Cette thématique génératrice est successivement illustrée par une source filmique (entrevue et extraits de l’action chorégraphique orchestrée par Emmanuelle Vo-Dinh), puis par une nouvelle ponctuation musicale mettant en scène deux mouvements des Nuits d’été Op.7 de Berlioz (Villanelle et Le spectre de la rose). Suivent dans une quasi immédiateté deux courtes pièces pour piano solo de Gérard Pesson, compositeur largement représenté dans cette nouvelle programmation de TM+. Bien qu’honorablement défendues vocalement – prosodie et articulation parfaite, très belles couleurs dans les registrations graves, avec mention spéciale pour la coda, presque fantomatique et spectrale, du second mouvement –, ces deux mélodies berlioziennes captent l’attention par un très beau travail chambriste, que le piano/voix transcende, et par une qualité d’accompagnement (orfèvrerie chirurgicale) qui nous font presque oublier (remarquable gageure) les incomparables subtilités de la version orchestrale (une fois estompée la frustration du célébrissime contre-chant de basson du premier mouvement).

Sans rapport direct de matériaux et de techniques composititionnelles, l’idée étant plutôt de faire découvrir et redécouvrir les univers respectifs des deux compositeurs, la seconde pièce de Gérard Pesson, sur le modèle de pièces pour enfants, entre toutefois en résonnance parfaite avec les problématiques engagées par une mise en perspective historique. Dans un subtil alliage de tonalités opposées le compositeur parvient en effet à réunir, dans une même miniature teintée d’humour, des éléments motiviques tirés des quatrième et quinzième préludes de Chopin. Avec un parfait souci de didactique (l’objectif étant de mettre en lumière certains procédés d’écriture), Jean-Luc Ayroles donne à entendre, dans un second temps, quelques bribes de mesures des préludes initiaux. Comme le lecteur le pressent sûrement, l’évocation du Prélude n°4 déclenche un jubilatoire frisson dans l’assemblée. Un « encore ! », sous forme de cri du cœur, se fait entendre depuis les premiers rangs… auquel Laurent Cuniot répond avec un franc sourire « Ah non…Ici, on est dans le XXIe siècle ». Ton et ambiance de la saison sont donnés.
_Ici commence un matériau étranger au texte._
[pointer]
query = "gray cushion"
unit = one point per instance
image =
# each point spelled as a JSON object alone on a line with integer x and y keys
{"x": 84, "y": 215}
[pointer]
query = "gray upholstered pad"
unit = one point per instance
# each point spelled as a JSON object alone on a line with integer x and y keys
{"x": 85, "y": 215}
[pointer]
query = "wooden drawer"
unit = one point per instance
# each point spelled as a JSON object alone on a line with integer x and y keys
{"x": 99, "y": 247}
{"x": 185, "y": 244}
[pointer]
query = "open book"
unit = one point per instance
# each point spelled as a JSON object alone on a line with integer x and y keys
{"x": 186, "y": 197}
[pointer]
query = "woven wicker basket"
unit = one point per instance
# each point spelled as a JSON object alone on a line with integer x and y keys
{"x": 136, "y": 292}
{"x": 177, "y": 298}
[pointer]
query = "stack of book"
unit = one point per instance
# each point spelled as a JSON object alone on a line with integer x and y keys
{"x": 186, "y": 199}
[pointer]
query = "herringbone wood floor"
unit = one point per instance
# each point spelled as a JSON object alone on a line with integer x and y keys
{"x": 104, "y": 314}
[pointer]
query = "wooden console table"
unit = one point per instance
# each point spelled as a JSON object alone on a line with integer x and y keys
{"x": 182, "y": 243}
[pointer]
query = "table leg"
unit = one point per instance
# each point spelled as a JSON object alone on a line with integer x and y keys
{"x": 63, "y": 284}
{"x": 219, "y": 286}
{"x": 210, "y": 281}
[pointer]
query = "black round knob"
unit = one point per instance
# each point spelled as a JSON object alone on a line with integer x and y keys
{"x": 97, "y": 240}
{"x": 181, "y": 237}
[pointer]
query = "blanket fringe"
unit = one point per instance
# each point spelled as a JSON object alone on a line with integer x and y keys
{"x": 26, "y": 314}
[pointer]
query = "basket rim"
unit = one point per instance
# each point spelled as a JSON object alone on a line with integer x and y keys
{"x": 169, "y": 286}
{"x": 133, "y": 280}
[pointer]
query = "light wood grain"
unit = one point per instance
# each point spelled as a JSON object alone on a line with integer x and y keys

Après une large place donnée au répertoire « acoustique pur », les derniers temps de ce concert-rencontre s’orientent vers les répertoires acousmatiques (pièces électroacoustiques et mixtes). Ombres de Guy Reibel (extrait de la Suite d’Edgar Poe), pour bande magnétique, ouvre ce dernier acte. Cette pièce culte pour la génération de Laurent Cuniot explore, pendant près d’une quinzaine de minutes, différentes textures polyphoniques et continuums dynamiques qui accompagnent et contrepointent une déclamation de Laurent Terzieff, qui prend une tournure de vibrant hommage. Enfin, les Trois clins d’œil rythmés pour clarinette et dispositif électronique d’Alexandros Markeas (compositeur « de cœur » de l’ensemble) révèlent, dans un réjouissant « swing mécanique » (dixit le compositeur), un travail à mi-chemin entre l’intimité du son et une foudroyante virtuosité rythmique soulignée par le raffinement de la partition électronique. Signalons au passage la performance, quasi sportive, du clarinettiste Carjez Gerretsen qui défend, avec sûreté, vélocité et conviction cette partition lyrique et explosive, truffée de mode de jeu (tongs rams, slaps, multiphoniques, etc.) dans tous les registres.

Cette présentation, qui se prolonge presque amicalement entre musiciens et public autour d’un petit verre et de quelques joyeusetés gustatives, laisse entrevoir de futurs beaux moments musicaux.